Beijing’s Olympic Challenge

by Linda Jakobson

Linda Jakobson is Senior Researcher of the Finnish Institute of International Affairs. Her latest book is Innovation with Chinese Characteristics. High-tech Research in China (Palgrave, 2007). An edited version of this column was initially published in Finnish in Helsingin Sanomat 6 August 2008.

BEIJING - The Beijing government appears to be facing a daunting Olympic challenge. On the one hand, China's leaders must ensure the safety of 80 visiting heads of states, some 16,000 athletes and hundreds of thousands of Olympic spectators. On the other hand, they face mounting criticism for overly - some would say hysterically - stringent security measures.

The small number of Chinese who follow foreign news commentary are upset because they realize that China is losing face internationally by portraying a rigid and old-fashioned state, one that it is unable to deal flexibly with the pressures of an international mega-event with the entailing security challenges. Thousands of foreigners are unhappy because some of them have been denied visas to see the Games and those residing in Beijing are being harassed with security checks in a manner not experienced since the 1980s. An estimated three million migrant workers are angry because they were forced to leave the city for two months. Thousands of businessmen are losing money because they do not have staff to run their operations or tourists to cater to (Chinese from other cities have been scared away by draconian security measures).

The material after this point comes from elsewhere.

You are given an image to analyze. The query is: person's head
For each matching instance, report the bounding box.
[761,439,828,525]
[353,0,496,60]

Lastly, foreign journalists are enraged because contrary to initial promises by the Chinese government their work is being restricted. The minor incident involving Beijing police trying to stop Hong Kong journalists from photographing scuffles between police and prospective ticket purchasers last week was indicative of what is in store during the Games.

But do these disgruntled groups really matter to the Beijing government? The short answer is no. For the Chinese Communist Party the Beijing Olympics will be successful if they are successful in the eyes of the Chinese people. This is the foremost goal. As long as the majority of Chinese do not hear about any major protest against the Beijing government by Chinese citizens, China's leaders will applaud themselves. Despite the hype about internet use in China (253 million users according to recent estimates), the overwhelming majority of Chinese still receive their information about domestic and foreign events from Chinese government-controlled media sources. A recent Pew Research Center Global Attitudes Survey reflects this reality: Only 13 percent of Chinese go online for news. A whopping 96 percent say television is their primary news source. Television is the most strictly controlled media in China.

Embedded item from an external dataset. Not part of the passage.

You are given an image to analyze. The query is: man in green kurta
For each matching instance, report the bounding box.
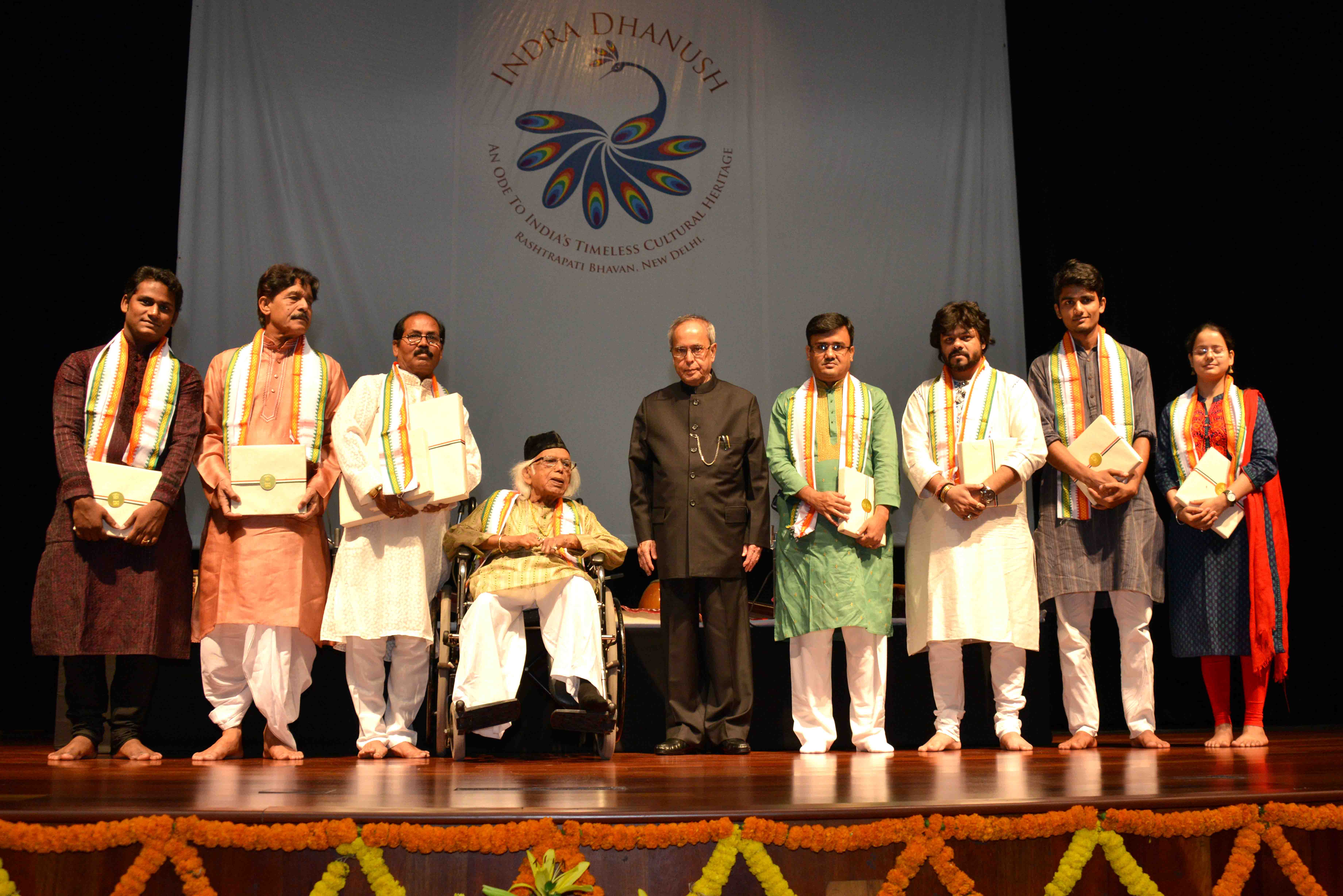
[765,312,900,752]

The Chinese media hardly makes mention of any dissatisfaction by Chinese citizens with regard to the Olympics. Three million unhappy migrant workers who show up in statistics as part of the country's 800 million rural residents are inconsequential; they have no means to organize themselves to protest. Discontented intellectuals comprise a tiny minority and can be expected to refrain from criticism in this period of utmost national importance. The same applies to annoyed businessmen. The handful of human rights activists who have dared to protest have been detained or sent to education-through-labor camps.

As for foreign criticism, Chinese commentators are well-versed in pointing out that foreigners are wary of a rising China and Western forces are eager to find fault in China. A culture of national humiliation, emphasizing the disgrace that Chinese suffered because of outsiders in the 19th and 20th centuries, has been the platform of the Communist Party since the People's Republic was founded in 1949. Memorializing this period of national humiliation is part of the Chinese national psyche.

The Olympics present the Communist Party with an opportunity to show the Chinese people that it is a competent government. The Party derives its legitimacy from above all two deliverables: first, ensuring that economic growth continues and second, strengthening the perception of China as a prosperous and strong nation in the eyes of the Chinese people. Evoking a sense of pride in China is paramount for the Communist Party as it struggles to cope with huge challenges, ones ranging from protests over lost jobs and unsafe working conditions to illegal land confiscation by corrupt officials and environmental hazards resulting from China's rapid growth and lack of law enforcement.

As an Olympic host the Chinese government hopes to show the world a modernizing China, a prospering China, and an internationalizing China. The vast majority of Chinese share these objectives. According to the Pew Global Attitudes Survey 93 percent of respondents view the Olympics as improving China's global image.

However, for many governments -- in particular in the West - and for a host of NGOs who have grievances about issues ranging from arbitrary arrests to Tibet, and for many ordinary people who support the causes of these NGOs, the Beijing Olympics present either an opportunity to assess how tolerant China has become or a chance to highlight the shortcomings that exist in China - and to pressure the Beijing government to change its policies. So, while the Chinese government and Chinese public view the Olympics as an event which will hopefully be a jubilant "graduation" party in the international community, many people and organizations around the globe view the Beijing Olympics as China's international entrance examination. The gulf between the starting points for China's domestic and international audiences is so wide that there are bound to be serious misunderstandings.

Indeed, Beijing's slogan for the 2008 Olympic Games is "One World, One Dream". But controversy surrounding the manner in which Beijing has prepared to host the Games is proof that in this one world there are many dreams - and they are worlds apart.